Jean-Paul Sartre was wrong. Hell isn’t other people. Hell is white people, specifically white faux-liberals, in Jordan Peele’s writing-directing feature-length debut.
Chris’ constant unease – just as constantly assuaged by Rose’s carefully timed interventions (she’s the white ally Chris supposedly needs) – never disappears. With the little we learn about Chris’ background – abandoned by his father, a long-dead mother, no siblings or other relatives – it’s clear that he’s driven by more than just a desire to be accepted by Rose’s parents: He wants to be accepted as a member of the family. The promise of a family repeatedly blinds Chris to the increasingly unnerving, disturbing events that unfold around him. Dean and Missy’s comments may be well-meaning, but they also betray unease about Chris’ entry into their life, let alone their family. Intentional or not, the comments and glances pile up, leaving Chris feeling like a stranger in a strange land, an alien or other. The robotic behavior of the family’s servants, Georgina (Betsy Gabriel) and Walter (Marcus Henderson), do little to ease Chris’ fears and anxieties. They do the opposite.
A dinner with Rose’s brother, Jeremy (Caleb Henry Jones), an obnoxious, lacrosse-playing frat-bro, who openly talks about Chris’ “genetic makeup” and his potential fitness for a mixed martial arts career (Chris would be a “beast”), puts Chris on slightly firmer ground. He knows a racist when he hears one, but it also adds another layer of doubt to Chris’ fraying mind and his fears about Rose and her family’s not-so-hidden attitudes and beliefs about African-Americans in general and Chris in particular.

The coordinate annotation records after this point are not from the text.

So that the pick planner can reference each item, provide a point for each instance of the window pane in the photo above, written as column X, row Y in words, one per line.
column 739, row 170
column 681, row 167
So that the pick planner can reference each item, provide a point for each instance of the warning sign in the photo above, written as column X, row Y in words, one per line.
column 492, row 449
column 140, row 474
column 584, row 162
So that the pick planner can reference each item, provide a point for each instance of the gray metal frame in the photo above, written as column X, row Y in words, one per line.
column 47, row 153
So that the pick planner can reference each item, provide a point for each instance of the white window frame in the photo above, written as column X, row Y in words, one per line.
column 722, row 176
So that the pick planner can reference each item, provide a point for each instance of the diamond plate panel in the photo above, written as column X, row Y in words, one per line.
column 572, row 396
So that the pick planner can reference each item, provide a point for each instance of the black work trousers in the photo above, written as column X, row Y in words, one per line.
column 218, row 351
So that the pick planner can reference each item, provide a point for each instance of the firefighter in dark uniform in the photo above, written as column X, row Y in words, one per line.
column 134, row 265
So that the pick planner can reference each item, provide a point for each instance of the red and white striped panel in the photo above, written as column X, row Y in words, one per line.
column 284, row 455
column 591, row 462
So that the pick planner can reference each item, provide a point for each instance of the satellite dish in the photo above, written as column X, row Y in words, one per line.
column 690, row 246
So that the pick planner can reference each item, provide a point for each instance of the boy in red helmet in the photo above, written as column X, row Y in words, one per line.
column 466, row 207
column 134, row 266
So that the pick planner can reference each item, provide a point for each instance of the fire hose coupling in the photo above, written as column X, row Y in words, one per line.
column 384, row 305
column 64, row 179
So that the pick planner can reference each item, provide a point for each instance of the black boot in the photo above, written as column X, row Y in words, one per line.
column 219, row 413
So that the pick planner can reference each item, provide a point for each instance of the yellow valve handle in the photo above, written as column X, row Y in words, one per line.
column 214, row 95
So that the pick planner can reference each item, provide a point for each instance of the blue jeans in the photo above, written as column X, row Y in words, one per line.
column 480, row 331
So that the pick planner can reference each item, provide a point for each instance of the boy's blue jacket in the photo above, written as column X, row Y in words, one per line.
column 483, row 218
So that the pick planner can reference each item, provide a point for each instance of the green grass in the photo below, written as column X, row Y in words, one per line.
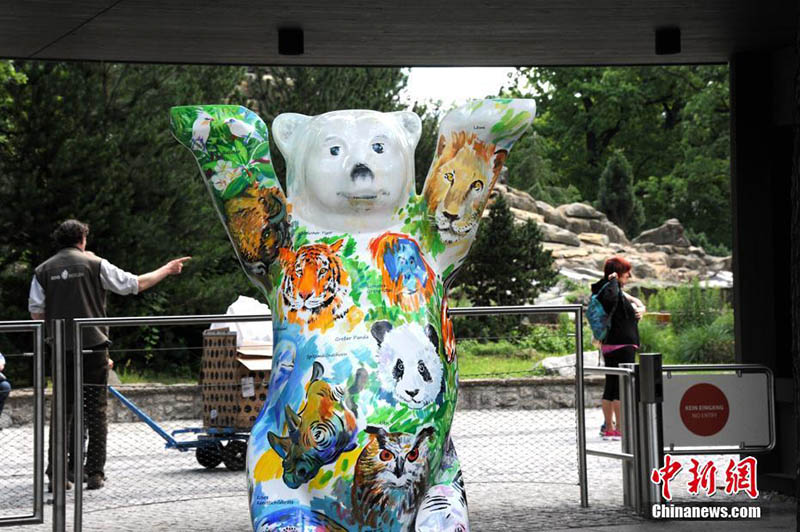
column 128, row 376
column 497, row 360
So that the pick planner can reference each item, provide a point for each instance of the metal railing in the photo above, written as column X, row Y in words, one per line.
column 580, row 414
column 79, row 325
column 630, row 432
column 37, row 328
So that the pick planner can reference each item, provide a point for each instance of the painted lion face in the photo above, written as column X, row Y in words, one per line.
column 464, row 172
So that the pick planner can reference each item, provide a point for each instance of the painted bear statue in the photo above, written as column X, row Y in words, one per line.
column 355, row 431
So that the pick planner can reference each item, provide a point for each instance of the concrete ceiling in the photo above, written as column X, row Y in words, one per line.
column 401, row 32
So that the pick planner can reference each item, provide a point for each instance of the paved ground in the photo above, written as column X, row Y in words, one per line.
column 520, row 466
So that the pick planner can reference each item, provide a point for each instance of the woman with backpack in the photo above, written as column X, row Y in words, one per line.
column 621, row 337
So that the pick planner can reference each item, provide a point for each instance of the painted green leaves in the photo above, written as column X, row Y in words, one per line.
column 230, row 143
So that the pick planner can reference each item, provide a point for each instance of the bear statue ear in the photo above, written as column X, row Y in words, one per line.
column 430, row 332
column 411, row 125
column 379, row 330
column 284, row 129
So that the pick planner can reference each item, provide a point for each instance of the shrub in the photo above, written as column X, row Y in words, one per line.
column 707, row 344
column 690, row 305
column 656, row 338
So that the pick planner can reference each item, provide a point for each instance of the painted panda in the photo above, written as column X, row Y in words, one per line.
column 408, row 360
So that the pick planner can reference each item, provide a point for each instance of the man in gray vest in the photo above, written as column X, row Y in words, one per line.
column 71, row 284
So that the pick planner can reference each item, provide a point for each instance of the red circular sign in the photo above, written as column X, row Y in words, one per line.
column 704, row 409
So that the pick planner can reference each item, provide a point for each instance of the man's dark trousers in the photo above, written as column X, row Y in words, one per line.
column 95, row 410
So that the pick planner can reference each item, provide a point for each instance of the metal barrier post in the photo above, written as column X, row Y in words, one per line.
column 38, row 416
column 651, row 445
column 579, row 406
column 630, row 482
column 37, row 328
column 77, row 417
column 57, row 430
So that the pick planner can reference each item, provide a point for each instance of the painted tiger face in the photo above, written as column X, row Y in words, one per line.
column 314, row 281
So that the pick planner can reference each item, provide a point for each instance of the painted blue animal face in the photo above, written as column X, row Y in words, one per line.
column 405, row 265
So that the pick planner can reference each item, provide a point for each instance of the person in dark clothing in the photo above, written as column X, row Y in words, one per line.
column 71, row 284
column 622, row 339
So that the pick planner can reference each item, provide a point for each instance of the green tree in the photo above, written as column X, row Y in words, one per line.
column 671, row 121
column 507, row 264
column 91, row 141
column 615, row 195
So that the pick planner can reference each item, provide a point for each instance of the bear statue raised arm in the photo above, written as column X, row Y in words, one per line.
column 355, row 431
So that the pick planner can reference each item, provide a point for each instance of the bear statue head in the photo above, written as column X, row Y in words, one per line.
column 348, row 170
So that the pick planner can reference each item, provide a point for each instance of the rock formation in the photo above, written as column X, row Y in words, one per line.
column 581, row 238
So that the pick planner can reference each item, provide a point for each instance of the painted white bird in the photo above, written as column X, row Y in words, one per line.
column 201, row 129
column 242, row 129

To Peele’s considerable credit, Get Out plays with whether Chris’s increasing paranoia – and by extension, the moviegoers’ – is based on reality or Chris gradually losing his mind. Of course, just because Chris’ behavior tends toward the paranoid doesn’t mean it’s justified. The spoiler-heavy marketing for Get Out as a horror-comedy says as much.
Peele adds welcome humor through Chris’ African-American friend, Rod Williams (LilRel Howery), a TSA agent with delusions of grandeur who functions as the audience stand-in/conscience. He repeatedly warns Chris about the dangers inherent in dating a white woman (specifically her family). His jokes about Chris being turned into a “sex slave” sound flippant, even glib, but they also more than hint at a truth about the African-American experience and the weight/recognition of history on everyday interactions. Rod proves to be Chris’ constant, long-distance companion. For every call Chris makes to Rod from Dean and Missy’s home seeking a reassuring word of comfort, Rod does the exact opposite (as in “get out while you can”). Get Out’s politics, however, aren’t as clear-cut as Rod’s constant warnings: One interpretation would suggest voluntary segregation might be better than the alternative (i.e., living among duplicitous whites). That might be too literal an interpretation, however. Ultimately, Get Out may be a message movie, a cautionary tale/wake-up call, but more importantly, it’s an indictment of surface-deep, faux-liberalism.
While Get Out may be a message movie and a cautionary tale/wake-up call, it's also, more importantly, an indictment of surface-deep, faux-liberalism.